Germany

Ein Schuljahr geprägt von Pandemie und Krieg

Ausbildung

Bildungsreferentin Christine Haberlander (ÖVP) und Bildungsdirektor Alfred Klampfer zogen am Mittwoch Bilanz über das vergangene Schuljahr. Das vergangene Schuljahr war nicht nur vom Coronavirus, sondern auch vom Krieg in der Ukraine geprägt.

07.07.2022 11:53 Uhr

Ab heute, 11.53 Uhr online

Das Schuljahr hat laut Bildungsreferentin Christine Haberlander (ÖVP) mit einer Corona-Sicherheitsphase für Schülerinnen und Schüler begonnen und mit „Schule wie bisher“ geendet. Und dazwischen lagen mehr als 6,3 Millionen PCR-Tests, Maskenpflicht, Lockdowns, keine Maskenpflicht, Schritte in Richtung Normalität – und jede Menge Digitalisierung.

Digitalisierung im Unterricht

So hat die Bundesregierung im September die ersten Laptops und Tablets an Schulen und Schüler geliefert, die dann während des November-Lockdowns von Schülern benötigt wurden, auch wenn die Schulen geöffnet blieben.

Corona ist laut Bildungsdirektor Alfred Klampfer auch der Hauptgrund für den Hausaufgabenabbruch von 1.408 Schülern. Im Studienjahr 2021/22 haben insgesamt 6343 Studierende ihren Abschluss gemacht, ein Großteil von ihnen hat bestanden.
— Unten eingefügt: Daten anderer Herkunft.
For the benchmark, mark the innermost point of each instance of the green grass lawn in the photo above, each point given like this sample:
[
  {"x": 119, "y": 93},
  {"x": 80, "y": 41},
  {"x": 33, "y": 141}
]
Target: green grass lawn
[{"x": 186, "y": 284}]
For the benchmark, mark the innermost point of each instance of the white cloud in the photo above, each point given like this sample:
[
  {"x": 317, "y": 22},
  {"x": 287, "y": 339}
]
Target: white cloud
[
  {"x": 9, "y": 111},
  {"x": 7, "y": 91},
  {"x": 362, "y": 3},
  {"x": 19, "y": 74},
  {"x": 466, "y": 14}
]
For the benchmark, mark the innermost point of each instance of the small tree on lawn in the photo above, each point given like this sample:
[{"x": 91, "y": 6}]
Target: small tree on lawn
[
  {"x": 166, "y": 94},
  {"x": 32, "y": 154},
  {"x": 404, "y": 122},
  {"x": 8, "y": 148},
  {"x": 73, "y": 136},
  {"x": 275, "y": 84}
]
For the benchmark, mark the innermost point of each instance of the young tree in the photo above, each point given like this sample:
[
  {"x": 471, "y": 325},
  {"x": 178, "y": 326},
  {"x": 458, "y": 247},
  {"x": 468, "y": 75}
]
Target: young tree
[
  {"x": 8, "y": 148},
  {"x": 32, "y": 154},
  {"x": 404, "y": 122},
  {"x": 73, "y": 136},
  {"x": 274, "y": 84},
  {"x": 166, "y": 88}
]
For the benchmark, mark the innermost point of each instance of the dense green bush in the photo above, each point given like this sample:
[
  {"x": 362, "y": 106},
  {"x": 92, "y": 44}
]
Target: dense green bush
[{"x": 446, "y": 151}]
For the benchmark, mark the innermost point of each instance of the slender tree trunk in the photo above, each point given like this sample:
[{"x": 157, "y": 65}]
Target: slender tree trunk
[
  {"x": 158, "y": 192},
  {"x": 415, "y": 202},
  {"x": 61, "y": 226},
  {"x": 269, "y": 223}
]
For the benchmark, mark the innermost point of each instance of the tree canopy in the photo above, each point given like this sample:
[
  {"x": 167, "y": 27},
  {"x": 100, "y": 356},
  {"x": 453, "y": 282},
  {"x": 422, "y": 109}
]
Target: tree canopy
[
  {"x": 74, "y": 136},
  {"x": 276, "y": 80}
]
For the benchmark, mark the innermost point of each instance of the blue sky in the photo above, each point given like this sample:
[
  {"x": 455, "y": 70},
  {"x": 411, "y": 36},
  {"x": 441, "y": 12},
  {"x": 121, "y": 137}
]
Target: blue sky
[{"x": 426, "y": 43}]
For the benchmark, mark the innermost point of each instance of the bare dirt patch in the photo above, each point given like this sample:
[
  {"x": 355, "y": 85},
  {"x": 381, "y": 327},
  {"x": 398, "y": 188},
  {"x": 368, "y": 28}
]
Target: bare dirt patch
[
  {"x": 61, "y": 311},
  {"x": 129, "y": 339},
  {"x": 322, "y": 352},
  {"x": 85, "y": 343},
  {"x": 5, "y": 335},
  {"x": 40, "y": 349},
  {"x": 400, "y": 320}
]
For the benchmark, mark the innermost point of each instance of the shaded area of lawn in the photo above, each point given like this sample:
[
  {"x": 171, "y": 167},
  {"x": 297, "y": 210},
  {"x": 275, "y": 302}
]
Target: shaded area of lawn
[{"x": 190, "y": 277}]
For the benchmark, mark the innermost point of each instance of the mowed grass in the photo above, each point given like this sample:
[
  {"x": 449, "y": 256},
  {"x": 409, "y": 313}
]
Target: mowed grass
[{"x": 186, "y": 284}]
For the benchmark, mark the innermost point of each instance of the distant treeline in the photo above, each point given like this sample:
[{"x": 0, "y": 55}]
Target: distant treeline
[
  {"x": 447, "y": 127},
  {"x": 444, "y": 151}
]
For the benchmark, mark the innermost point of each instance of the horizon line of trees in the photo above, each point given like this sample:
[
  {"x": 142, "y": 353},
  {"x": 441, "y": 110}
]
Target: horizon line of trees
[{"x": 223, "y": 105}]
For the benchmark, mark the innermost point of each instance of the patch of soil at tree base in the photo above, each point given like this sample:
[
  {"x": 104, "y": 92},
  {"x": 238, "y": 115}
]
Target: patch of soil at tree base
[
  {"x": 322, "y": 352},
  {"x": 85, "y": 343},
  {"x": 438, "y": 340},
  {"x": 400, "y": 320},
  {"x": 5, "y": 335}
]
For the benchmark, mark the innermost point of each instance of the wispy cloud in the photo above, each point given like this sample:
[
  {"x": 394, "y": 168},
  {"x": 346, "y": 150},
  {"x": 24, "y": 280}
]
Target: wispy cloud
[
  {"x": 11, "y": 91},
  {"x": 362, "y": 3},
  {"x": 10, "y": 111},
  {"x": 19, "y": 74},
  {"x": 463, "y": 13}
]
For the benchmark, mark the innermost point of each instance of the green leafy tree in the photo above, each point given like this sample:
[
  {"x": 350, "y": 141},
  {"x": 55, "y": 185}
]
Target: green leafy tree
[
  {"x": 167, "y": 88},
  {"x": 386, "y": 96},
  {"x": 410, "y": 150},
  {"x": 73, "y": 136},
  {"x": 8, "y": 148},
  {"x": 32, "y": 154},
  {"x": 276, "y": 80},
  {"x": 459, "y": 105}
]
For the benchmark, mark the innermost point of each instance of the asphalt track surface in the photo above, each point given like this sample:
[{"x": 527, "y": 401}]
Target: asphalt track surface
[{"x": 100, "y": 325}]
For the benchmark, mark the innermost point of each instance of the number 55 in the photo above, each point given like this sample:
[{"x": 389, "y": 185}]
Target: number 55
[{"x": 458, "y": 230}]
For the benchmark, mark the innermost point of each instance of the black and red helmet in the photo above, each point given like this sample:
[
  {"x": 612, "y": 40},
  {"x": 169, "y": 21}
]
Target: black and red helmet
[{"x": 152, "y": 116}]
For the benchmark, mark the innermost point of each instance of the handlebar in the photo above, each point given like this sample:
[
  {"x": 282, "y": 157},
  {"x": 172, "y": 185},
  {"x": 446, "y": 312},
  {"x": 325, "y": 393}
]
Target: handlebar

1400 Studenten aus der Ukraine

Der Krieg in der Ukraine hat auch Auswirkungen auf die Schulen: Rund 1.400 aus der Ukraine vertriebene Kinder und Jugendliche besuchen derzeit Schulen in Oberösterreich. 82 bereits pensionierte Lehrer wurden wiederernannt, um sie zu unterrichten.

Kritik von der SPÖ

SPÖ-Vorsitzender Michael Lindner hingegen stellt dem Bildungsbeauftragten kein gutes Zeugnis aus. Seit 2018 ist sich Haberländer des akuten Lehrermangels bewusst und fordert Maßnahmen. Alle Initiativen der SPÖ gegen den Lehrermangel seien laut Lindner von der ÖVP verzögert oder abgelehnt worden.